(Reuters) – Moody’s (NYSE:) on Friday downgraded Israel’s credit standing two notches to “Baa1” from “A2” and maintained a unfavourable outlook amid escalation of the battle within the area with Lebanese armed group Hezbollah.
“The key driver for the downgrade is our view that geopolitical risk has intensified significantly further, to very high levels, with material negative consequences for Israel’s creditworthiness in both the near and longer term,” Moody’s mentioned.
The downgrade stored Israel’s ranking three notches into funding grade. Nonetheless, Moody’s warned that uncertainties over the nation’s safety and its longer-term financial progress prospects “are much higher than is typical at the Baa rating level.” A drop beneath that degree would imply Israel would lose its funding grade ranking.

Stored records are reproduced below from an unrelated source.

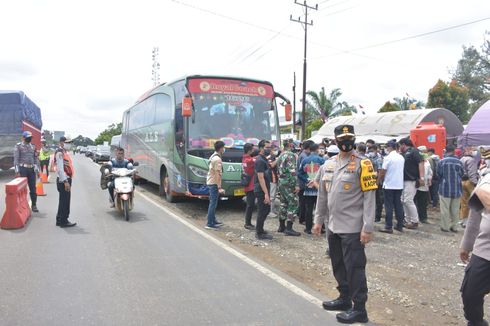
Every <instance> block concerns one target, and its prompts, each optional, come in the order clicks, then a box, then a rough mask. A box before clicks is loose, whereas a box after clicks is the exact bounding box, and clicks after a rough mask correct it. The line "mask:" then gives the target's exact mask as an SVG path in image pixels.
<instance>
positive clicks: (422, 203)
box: [413, 190, 429, 221]
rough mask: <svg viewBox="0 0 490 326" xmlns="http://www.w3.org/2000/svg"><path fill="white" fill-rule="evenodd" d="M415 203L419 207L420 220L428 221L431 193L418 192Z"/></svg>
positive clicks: (418, 212) (415, 195) (418, 209)
mask: <svg viewBox="0 0 490 326" xmlns="http://www.w3.org/2000/svg"><path fill="white" fill-rule="evenodd" d="M413 201H414V202H415V206H417V213H418V214H419V220H421V221H427V205H428V204H429V192H428V191H420V190H417V193H416V194H415V197H414V198H413Z"/></svg>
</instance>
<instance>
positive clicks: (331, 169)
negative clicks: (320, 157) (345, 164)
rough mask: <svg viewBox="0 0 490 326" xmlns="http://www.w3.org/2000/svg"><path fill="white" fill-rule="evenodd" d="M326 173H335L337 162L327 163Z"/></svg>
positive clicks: (328, 161)
mask: <svg viewBox="0 0 490 326" xmlns="http://www.w3.org/2000/svg"><path fill="white" fill-rule="evenodd" d="M325 164H326V165H325V171H328V172H333V171H334V169H335V162H334V161H327V162H326V163H325Z"/></svg>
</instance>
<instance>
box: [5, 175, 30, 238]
mask: <svg viewBox="0 0 490 326" xmlns="http://www.w3.org/2000/svg"><path fill="white" fill-rule="evenodd" d="M5 193H6V196H5V203H6V206H5V213H4V214H3V218H2V221H1V222H0V227H1V228H2V229H20V228H22V227H24V225H25V224H26V222H27V220H28V219H29V217H30V216H31V208H30V207H29V203H28V202H27V194H28V190H27V178H15V179H14V180H12V181H10V182H9V183H7V184H6V185H5Z"/></svg>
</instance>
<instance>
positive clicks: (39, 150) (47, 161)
mask: <svg viewBox="0 0 490 326" xmlns="http://www.w3.org/2000/svg"><path fill="white" fill-rule="evenodd" d="M50 156H51V150H50V149H49V148H48V146H46V140H44V139H41V149H40V150H39V162H40V165H41V166H40V170H39V171H40V172H43V173H44V171H45V169H44V168H46V176H47V177H48V178H49V159H50Z"/></svg>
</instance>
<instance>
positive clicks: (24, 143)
mask: <svg viewBox="0 0 490 326" xmlns="http://www.w3.org/2000/svg"><path fill="white" fill-rule="evenodd" d="M31 141H32V133H31V132H30V131H24V132H23V133H22V142H20V143H17V145H15V147H14V168H15V177H16V178H18V177H25V178H27V183H28V185H29V195H30V197H31V204H32V207H31V209H32V211H33V212H39V210H38V209H37V206H36V204H37V194H36V179H37V177H38V173H39V158H38V152H37V150H36V147H35V146H34V145H32V144H31Z"/></svg>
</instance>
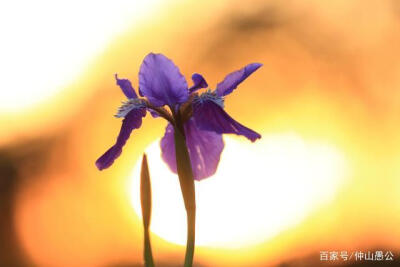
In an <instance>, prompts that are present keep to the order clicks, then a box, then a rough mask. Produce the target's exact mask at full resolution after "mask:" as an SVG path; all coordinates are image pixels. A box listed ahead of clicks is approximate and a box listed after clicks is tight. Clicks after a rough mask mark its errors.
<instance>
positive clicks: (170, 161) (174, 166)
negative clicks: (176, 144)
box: [160, 123, 177, 173]
mask: <svg viewBox="0 0 400 267" xmlns="http://www.w3.org/2000/svg"><path fill="white" fill-rule="evenodd" d="M160 146H161V157H162V159H163V160H164V161H165V163H167V165H168V166H169V168H170V169H171V171H173V172H174V173H177V168H176V158H175V139H174V126H172V124H171V123H168V125H167V128H165V134H164V136H163V138H162V139H161V142H160Z"/></svg>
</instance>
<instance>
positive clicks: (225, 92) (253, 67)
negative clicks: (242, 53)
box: [216, 63, 262, 96]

“The ratings would likely be downgraded further, potentially by multiple notches, if the current heightened tensions with Hezbollah turned into a full-scale conflict,” Moody’s mentioned.
Usually, a lack of funding grade ranking means a spike in the price of servicing debt, and it might pressure some traders to promote their holdings – additional pressuring decrease the market worth of Israel’s bonds.
Score company Fitch downgraded Israel’s credit standing to “A” from “A-plus” final month, and stored the ranking outlook unfavourable.